CBT/Childs Bertman Tseckares architects, which is also doing the 36-story tower at 111 Huntington Ave., has been retained to design the new building, which would be 11 stories high and encompass 175,000 to 200,000 square feet. It would be located on Boylston Street, adjacent to the Hynes Convention Center and in front of the Prudential Center’s signature 52-story Prudential Tower.
The new building had originally been approved in a master plan hammered out by the center’s erstwhile owners, Prudential Insurance Co., and a group known as the Prudential Center Project Advisory Committee (PruPac). Originally formed in 1986 to oversee an expansion of the 26-acre complex, PruPac ultimately agreed to a series of new buildings featuring office, residential and retail space in select locations. The bulk of that expansion, including the tower which broke ground a year ago, was delayed when the recession crushed Boston’s real estate market in the early 1990s.
With a hefty 930,000 square feet to lease at 111 Huntington Ave., most felt that Boston Properties would complete that task prior to launching the smaller property. Such was the case, Barrett agreed, but the amount of leasing interest at 111 Huntington Ave. and the Hub’s super-tight office environment prompted his firm to speed up the process.
“This is a very strong market,” Barrett said. “Everybody’s got the wind at their backs right now.”
The Huntington Avenue project got a major boost when venerable law firm Palmer & Dodge announced it would relocate from the Financial District to more than 180,000 square feet at the Back Bay tower, followed by a 92,000-square-foot pact inked by Bain Capital for the top four floors. Although there are no signed leases beyond that point, Barrett said his company is encouraged by the activity, saying that, “the progress on leasing 111 Huntington Ave. has gone considerably faster than expected.” Insignia/ESG has been retained as exclusive leasing agent, and is said to be honing in on several sizeable deals.

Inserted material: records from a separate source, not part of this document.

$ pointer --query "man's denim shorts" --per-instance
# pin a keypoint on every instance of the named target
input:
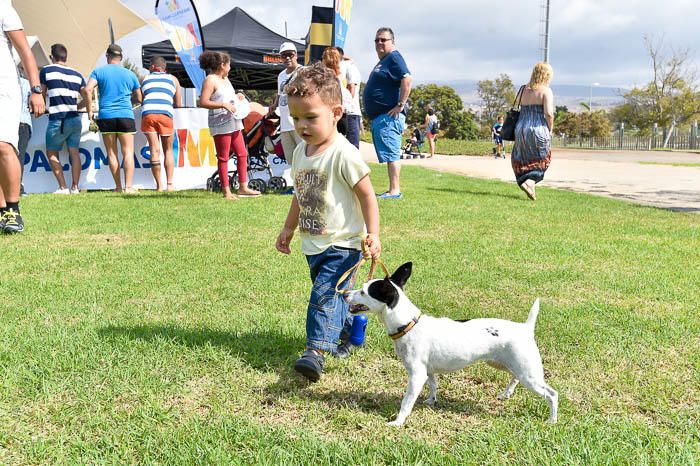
(387, 133)
(66, 131)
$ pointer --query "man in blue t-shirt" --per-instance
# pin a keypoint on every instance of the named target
(385, 96)
(118, 88)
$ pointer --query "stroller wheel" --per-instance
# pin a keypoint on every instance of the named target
(277, 183)
(257, 184)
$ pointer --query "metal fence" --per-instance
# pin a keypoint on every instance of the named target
(680, 140)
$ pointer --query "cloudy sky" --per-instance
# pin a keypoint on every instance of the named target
(442, 40)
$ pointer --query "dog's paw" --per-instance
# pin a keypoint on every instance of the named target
(504, 396)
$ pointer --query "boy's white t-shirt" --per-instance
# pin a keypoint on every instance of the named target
(330, 212)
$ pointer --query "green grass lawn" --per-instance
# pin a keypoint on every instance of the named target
(672, 164)
(163, 329)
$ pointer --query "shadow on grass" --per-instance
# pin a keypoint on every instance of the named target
(260, 350)
(478, 193)
(370, 402)
(274, 352)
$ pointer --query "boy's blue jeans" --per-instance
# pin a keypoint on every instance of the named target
(327, 315)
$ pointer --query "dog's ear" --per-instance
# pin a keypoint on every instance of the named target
(400, 277)
(384, 291)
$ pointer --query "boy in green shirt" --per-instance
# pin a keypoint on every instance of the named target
(334, 206)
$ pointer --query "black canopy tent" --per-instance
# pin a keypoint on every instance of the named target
(255, 60)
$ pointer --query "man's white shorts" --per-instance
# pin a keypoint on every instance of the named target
(11, 105)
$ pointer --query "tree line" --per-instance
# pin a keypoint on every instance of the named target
(670, 100)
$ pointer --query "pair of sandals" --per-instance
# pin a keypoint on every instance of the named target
(529, 189)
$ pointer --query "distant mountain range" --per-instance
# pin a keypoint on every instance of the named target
(570, 95)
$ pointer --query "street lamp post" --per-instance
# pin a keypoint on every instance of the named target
(590, 96)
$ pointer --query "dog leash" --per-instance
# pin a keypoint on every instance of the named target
(352, 271)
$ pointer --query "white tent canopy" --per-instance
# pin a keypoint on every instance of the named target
(80, 25)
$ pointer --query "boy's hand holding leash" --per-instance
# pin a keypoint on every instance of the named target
(284, 239)
(373, 246)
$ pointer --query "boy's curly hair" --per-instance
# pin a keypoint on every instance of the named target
(316, 79)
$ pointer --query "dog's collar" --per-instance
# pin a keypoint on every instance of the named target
(405, 329)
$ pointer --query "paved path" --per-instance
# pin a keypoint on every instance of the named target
(641, 177)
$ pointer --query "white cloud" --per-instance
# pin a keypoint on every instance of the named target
(591, 40)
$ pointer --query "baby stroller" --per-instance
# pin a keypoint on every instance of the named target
(414, 145)
(262, 139)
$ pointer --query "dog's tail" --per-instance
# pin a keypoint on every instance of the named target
(532, 316)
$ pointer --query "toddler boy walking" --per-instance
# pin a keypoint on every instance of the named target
(334, 205)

While considered a separate action, the office building effort comes just as Boston Properties initiates discussions with PruPac on a plan to alter an approved residential building on the Boylston Street side. That deal came to light last week when Barrett told PruPac members that Four Seasons Hotel General Manager Robin Brown has proposed changing the building to a mix of hotel and residential units, in conjunction with developers Stephen Weiner and Julian Cohen.
In keeping with previous practice, Boston Properties would sell the development rights to the new group. Almost exclusively focused on office ownership, Boston Properties has already passed on a condominium project underway on the Huntington Avenue side to a third-party developer, with Barrett maintaining that part of the real estate investment trust’s appeal is its concentration on one sector. When it acquired the Prudential Center, for example, a trio of residential buildings was sold separately to AvalonBay Communities.

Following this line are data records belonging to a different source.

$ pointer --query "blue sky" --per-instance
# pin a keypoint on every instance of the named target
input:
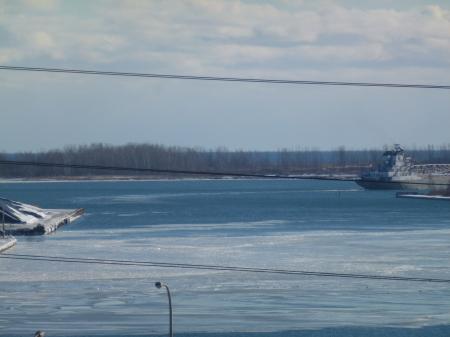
(379, 41)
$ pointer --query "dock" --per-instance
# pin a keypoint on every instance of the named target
(55, 219)
(7, 243)
(412, 195)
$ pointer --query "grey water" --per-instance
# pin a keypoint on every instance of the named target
(298, 225)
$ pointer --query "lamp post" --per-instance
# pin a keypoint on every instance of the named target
(159, 285)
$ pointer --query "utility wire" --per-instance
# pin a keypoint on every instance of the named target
(208, 173)
(216, 267)
(224, 79)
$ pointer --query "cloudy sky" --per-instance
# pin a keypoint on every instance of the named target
(371, 41)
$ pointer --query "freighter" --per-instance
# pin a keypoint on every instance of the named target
(397, 172)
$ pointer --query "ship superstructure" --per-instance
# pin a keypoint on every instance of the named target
(397, 171)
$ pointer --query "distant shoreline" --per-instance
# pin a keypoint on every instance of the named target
(119, 178)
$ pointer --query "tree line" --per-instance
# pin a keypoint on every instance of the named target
(283, 161)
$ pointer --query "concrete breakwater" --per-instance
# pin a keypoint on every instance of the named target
(23, 219)
(46, 225)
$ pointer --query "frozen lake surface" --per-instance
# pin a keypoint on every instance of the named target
(300, 225)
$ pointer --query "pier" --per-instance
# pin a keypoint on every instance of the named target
(7, 243)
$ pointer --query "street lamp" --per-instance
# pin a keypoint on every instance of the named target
(159, 285)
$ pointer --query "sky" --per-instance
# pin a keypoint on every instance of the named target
(368, 41)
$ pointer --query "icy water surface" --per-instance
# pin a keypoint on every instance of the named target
(299, 225)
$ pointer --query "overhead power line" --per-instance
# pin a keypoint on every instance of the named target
(224, 79)
(64, 259)
(206, 173)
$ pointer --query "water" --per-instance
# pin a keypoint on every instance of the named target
(301, 225)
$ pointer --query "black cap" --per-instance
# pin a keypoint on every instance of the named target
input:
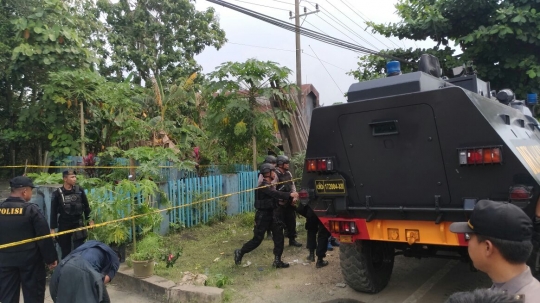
(69, 172)
(21, 181)
(500, 220)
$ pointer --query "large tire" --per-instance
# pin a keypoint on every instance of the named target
(367, 265)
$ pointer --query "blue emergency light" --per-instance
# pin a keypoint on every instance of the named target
(393, 68)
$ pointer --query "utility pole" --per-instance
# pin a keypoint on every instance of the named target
(293, 137)
(298, 49)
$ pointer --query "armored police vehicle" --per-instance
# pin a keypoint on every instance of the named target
(390, 170)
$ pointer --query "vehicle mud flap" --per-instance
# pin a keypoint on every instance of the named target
(534, 259)
(367, 265)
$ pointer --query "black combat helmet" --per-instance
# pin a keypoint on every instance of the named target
(270, 159)
(266, 168)
(282, 159)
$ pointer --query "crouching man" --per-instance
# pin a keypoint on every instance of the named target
(81, 276)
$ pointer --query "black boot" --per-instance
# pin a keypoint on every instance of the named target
(278, 263)
(293, 242)
(311, 257)
(238, 257)
(321, 263)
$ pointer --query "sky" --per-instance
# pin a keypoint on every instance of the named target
(343, 19)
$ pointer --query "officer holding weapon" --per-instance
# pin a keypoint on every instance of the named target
(287, 185)
(69, 206)
(267, 214)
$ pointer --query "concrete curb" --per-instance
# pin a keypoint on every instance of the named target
(163, 290)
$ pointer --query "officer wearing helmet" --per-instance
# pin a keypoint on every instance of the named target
(287, 185)
(271, 160)
(266, 203)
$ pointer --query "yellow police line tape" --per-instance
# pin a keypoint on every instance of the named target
(83, 166)
(133, 217)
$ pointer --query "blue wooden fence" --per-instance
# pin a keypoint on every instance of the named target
(247, 180)
(194, 195)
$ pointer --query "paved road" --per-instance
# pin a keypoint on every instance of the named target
(412, 281)
(116, 294)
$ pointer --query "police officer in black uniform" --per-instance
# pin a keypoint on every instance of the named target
(267, 214)
(69, 205)
(271, 160)
(289, 213)
(23, 264)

“It is just not the way we presented ourselves to the public market or the way the public market sees us,” Barrett said in explaining why his firm avoids controlling a mixed bag of product types.
Sources said Boston Properties would like work to begin on the new office building by the end of the year. While Barrett declined to provide a timetable, industry sources said the firm has already begun marketing the space. Citing a 1 percent vacancy rate in the Back Bay, Meredith & Grew broker Robert B. Cleary Jr. said he believes Boston Properties would not have to stray far to find an audience.

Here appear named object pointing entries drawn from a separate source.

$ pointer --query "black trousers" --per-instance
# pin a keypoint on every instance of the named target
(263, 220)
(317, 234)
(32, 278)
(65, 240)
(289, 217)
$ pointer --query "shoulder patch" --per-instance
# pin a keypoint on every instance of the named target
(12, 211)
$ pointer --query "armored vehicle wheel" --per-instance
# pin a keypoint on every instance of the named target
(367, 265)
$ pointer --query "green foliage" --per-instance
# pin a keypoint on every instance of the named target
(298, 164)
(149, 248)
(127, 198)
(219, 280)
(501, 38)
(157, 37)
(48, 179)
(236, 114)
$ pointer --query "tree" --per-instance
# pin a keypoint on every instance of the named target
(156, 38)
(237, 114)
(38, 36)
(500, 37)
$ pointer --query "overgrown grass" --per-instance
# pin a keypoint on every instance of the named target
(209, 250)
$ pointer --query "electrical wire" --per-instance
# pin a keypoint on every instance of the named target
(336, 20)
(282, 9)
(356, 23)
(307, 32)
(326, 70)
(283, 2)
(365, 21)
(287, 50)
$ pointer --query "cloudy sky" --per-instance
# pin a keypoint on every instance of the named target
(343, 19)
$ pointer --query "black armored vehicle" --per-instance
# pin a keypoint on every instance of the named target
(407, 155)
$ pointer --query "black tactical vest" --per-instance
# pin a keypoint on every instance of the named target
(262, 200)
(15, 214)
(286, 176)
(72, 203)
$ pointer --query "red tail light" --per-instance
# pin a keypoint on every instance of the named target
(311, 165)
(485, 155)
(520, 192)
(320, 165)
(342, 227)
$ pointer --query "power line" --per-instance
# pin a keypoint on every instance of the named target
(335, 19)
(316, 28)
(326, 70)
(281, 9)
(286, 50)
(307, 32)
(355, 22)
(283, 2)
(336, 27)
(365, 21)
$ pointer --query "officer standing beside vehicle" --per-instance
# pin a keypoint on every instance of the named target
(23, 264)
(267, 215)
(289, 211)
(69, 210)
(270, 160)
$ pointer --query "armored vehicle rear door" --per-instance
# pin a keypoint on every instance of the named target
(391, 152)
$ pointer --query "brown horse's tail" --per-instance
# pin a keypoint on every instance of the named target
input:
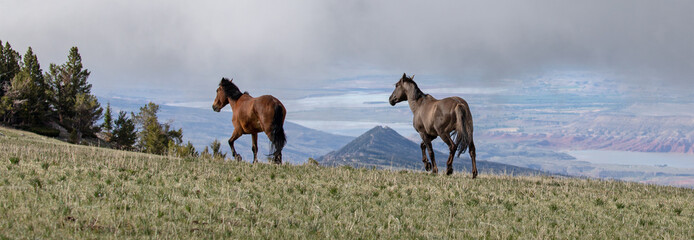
(463, 128)
(277, 131)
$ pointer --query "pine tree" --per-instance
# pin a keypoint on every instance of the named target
(74, 106)
(37, 111)
(26, 97)
(124, 133)
(87, 113)
(9, 65)
(216, 150)
(108, 121)
(206, 153)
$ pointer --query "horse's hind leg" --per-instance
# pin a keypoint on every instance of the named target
(427, 165)
(434, 168)
(471, 150)
(235, 135)
(451, 147)
(255, 147)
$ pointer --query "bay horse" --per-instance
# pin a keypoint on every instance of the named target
(253, 115)
(446, 118)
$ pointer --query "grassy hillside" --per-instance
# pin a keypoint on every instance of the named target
(50, 189)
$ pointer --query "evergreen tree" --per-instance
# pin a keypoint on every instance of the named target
(150, 131)
(206, 153)
(74, 106)
(216, 150)
(9, 66)
(124, 133)
(108, 121)
(87, 112)
(155, 137)
(26, 97)
(188, 150)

“There are a couple of candidates [in the Back Bay] who are likely candidates to kick that off,” Cleary said. They include Bain & Co., the consulting firm currently located at nearby Copley Place, as well as Arnold Communications and Digitas. Cleary added that time is of the essence, with several competing projects also about to move into construction, including One Lincoln St. and 131 Dartmouth St.
“I think they need to do it real quick or they are going to miss the cycle,” he said.
Meanwhile, Barrett said work on 101 Huntington Ave. will begin in July. The firm has wrestled with how to stop the leaking since buying the 25-story tower as part of the Prudential Center acquisition. Not only should the new facade solve that issue, Barrett maintained that the adding of a granite coat will make the brick-faced building more compatible with its surroundings as well. Both the nearby Colonnade Hotel and Christian Science Center are heavily laden with granite, for example.
“It will really change the feel of the building in a very nice way,” Barrett said.